RNAscope® on cryosections was performed using the RNAscope® Fluorescent Multiplex Detection Reagent Kit, while sections of FFPE postnatal adrenal glands were hybridized using the RNAscope® Multiplex Fluorescent Detection Kit v2[69]. Probes used against human specific STMN2 (#525211-C3), EYA4 (#510931-C3), PENK (#548301), TH (#441651-C2), CHGA (#311111-C2), VIP (#452751), ISL1 (#478598-C2), and mouse specific Elavl2 (#491961-C2). For combination with IHC, the RNA scope was done first, followed by IHC without antigen retrieval.

Reproducibility

For all immunohistochemical and RNA detection experiments the staining patterns and morphological features of the cells visualized with different combinations of antibodies and probes were independently reproduced at least 3 times on different stages.

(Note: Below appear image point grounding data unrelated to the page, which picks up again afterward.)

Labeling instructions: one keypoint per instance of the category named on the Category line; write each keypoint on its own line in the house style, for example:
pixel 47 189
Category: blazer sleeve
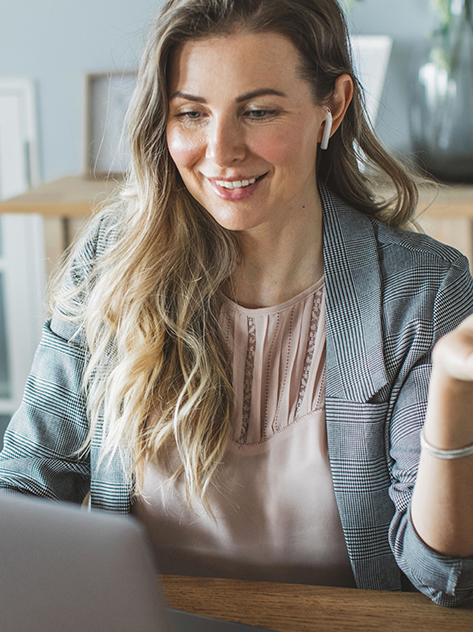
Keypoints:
pixel 42 452
pixel 447 580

Fate convergence of the neural crest cell-derived sympathoblasts and sympathoblasts originating from SCP-dependent pathways in mouse and human.

a, Scheme depicting convergence of sympathoblasts generated from the neural crest cells (NCC, early pathway) with sympathoblasts generated by alternative late pathways in mouse and human on the UMAP embedding. The indicated transitions from NCCs are based on published results and are not captured in the present datasets due to the early onset. b, Ternary plot of extra-medullary and intra-medullary cells from week 12 of human adrenal gland (sequenced separately) indicate convergence of differentiated sympathoadrenal cells independently of their origin.